One of the larger challenges for cyclocross athletes is that, generally speaking, cyclists are not runners. Or, they don’t usually come from a running background. And, in cross races, the longest run you might do would only be in the neighborhood of 30sec. Towards this end, long sustained runs are not a huge necessity for a cyclist. However, short, high intensity efforts go a long way towards smoothing out the process.
When it comes to prescribing training for a cyclist to prepare for cross season, I will say that as soon as they are able to jog/run for 15 minutes continuously without being outrageously sore then they are ready to tackle intervals.

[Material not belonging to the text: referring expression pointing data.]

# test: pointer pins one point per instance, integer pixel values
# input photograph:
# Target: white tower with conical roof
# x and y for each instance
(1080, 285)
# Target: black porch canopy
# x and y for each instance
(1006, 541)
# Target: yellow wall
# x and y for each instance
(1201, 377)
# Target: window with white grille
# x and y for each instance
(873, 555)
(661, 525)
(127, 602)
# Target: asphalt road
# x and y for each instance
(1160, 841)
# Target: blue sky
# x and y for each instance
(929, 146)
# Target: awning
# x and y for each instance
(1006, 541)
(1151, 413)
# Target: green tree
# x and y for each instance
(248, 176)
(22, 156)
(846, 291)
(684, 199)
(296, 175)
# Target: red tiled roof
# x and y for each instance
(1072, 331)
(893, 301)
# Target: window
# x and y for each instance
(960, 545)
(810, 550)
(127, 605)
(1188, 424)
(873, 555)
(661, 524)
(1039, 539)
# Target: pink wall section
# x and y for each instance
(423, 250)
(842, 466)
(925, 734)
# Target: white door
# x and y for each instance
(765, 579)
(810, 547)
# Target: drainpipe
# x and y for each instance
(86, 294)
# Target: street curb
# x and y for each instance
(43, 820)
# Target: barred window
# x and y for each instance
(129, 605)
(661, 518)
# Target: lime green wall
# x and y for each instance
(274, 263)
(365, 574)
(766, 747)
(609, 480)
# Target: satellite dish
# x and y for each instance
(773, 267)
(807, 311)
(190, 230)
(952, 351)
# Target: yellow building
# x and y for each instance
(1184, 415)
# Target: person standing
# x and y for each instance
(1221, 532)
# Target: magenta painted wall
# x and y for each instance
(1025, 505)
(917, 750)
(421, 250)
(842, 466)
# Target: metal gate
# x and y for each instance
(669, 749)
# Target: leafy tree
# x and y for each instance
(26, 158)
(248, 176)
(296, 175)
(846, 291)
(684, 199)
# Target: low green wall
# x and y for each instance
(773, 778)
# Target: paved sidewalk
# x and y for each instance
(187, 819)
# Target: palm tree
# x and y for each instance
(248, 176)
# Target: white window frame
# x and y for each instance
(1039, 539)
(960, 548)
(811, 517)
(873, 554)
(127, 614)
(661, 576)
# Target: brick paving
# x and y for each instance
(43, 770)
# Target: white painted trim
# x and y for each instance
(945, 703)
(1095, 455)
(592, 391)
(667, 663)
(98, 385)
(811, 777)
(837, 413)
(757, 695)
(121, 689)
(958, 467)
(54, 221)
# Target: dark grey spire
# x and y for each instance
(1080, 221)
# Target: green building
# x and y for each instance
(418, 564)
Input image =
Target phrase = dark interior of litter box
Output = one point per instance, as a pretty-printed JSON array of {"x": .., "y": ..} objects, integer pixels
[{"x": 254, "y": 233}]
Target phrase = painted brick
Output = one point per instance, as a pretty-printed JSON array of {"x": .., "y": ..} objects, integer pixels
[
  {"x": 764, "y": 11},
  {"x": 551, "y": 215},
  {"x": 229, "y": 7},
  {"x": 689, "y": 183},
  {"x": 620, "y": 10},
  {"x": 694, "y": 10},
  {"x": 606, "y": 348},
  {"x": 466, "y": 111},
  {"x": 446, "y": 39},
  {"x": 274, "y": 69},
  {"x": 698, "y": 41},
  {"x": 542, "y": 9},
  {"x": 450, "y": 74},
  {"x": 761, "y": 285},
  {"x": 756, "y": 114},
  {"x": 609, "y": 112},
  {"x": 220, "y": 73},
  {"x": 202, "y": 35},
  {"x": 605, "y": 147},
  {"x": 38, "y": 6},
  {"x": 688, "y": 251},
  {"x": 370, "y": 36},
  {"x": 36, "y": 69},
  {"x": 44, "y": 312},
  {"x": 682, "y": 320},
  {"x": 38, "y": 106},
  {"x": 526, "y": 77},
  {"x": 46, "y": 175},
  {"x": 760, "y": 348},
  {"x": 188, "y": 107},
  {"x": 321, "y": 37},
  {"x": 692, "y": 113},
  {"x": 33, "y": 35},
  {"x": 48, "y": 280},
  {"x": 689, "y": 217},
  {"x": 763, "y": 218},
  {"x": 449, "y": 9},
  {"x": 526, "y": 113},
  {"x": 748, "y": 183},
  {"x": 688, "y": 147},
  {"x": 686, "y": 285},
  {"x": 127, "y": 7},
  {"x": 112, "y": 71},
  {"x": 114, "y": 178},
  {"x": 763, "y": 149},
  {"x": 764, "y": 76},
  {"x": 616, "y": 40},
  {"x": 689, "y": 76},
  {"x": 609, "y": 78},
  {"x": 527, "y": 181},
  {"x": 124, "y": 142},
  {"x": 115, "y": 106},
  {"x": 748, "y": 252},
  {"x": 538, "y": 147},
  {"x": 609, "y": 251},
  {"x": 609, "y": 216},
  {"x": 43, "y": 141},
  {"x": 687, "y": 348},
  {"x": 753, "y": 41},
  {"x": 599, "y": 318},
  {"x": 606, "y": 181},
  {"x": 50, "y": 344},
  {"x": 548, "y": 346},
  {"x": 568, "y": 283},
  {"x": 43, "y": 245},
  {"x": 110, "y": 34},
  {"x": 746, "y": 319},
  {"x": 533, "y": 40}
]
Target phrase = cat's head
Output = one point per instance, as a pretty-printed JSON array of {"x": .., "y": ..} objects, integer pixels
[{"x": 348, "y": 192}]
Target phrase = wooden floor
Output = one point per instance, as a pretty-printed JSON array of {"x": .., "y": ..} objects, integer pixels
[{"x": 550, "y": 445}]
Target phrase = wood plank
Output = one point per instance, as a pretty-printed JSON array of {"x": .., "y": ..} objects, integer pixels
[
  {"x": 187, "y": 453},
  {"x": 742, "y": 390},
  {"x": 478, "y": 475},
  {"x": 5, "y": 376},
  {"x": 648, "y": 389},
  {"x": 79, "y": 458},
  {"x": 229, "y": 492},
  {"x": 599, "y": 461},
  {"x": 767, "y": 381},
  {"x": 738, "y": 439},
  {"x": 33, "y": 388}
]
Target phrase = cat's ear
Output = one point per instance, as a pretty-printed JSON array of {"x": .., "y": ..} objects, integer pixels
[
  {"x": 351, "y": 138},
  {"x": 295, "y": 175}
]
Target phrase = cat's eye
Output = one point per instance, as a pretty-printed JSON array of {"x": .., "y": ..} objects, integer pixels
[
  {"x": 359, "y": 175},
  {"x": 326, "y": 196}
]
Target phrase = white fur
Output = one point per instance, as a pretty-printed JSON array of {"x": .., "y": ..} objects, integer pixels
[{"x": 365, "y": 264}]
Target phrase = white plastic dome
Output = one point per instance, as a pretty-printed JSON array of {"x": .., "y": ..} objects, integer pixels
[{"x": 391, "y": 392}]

Intervals work on two fronts: one is to being able to operate anaerobically and, the other is to train the body to, literally, hit the ground running. When you come off the bike you’re moving pretty fast and training the body to tolerate this will allow you to scrub less speed when it comes time to dismount.
Intervals ranging from 45 seconds to 1 minute on the treadmill, running at a speed that is just above your comfort level, are an effective way to build this tolerance. These intervals should be polarized so make sure your recovery period between intervals is equal to the effort. Additionally, as a nice secondary benefit, running will help with bone density, which is an area most cyclists are lacking in.
Another area that makes ‘cross uniquely hard is the mounts and dismounts; specifically, it is technique intensive. Spending some time working specifically on this cannot be over-emphasized. It’s my opinion that the less time you can spend on the ground the better. Being able to ride the bike right up to the dismount, get over the barrier or obstacle and then back on the bike will reduce your energy expenditure. In the course of a long race you’ll be thankful for this. There are a variety of clinics at many races that you can take advantage of to polish up your skills. Watching the big guns during their race too would be time well spent. Some of these guys make it look effortless.
Cyclocross requires a little more well-rounded athlete. The right preparation makes ‘cross a lot more fun and, hopefully, will improve your results too. Taking advantage of resources in your area to improve your technique and doing a little bit of running is an easy way to have your best ‘cross season yet!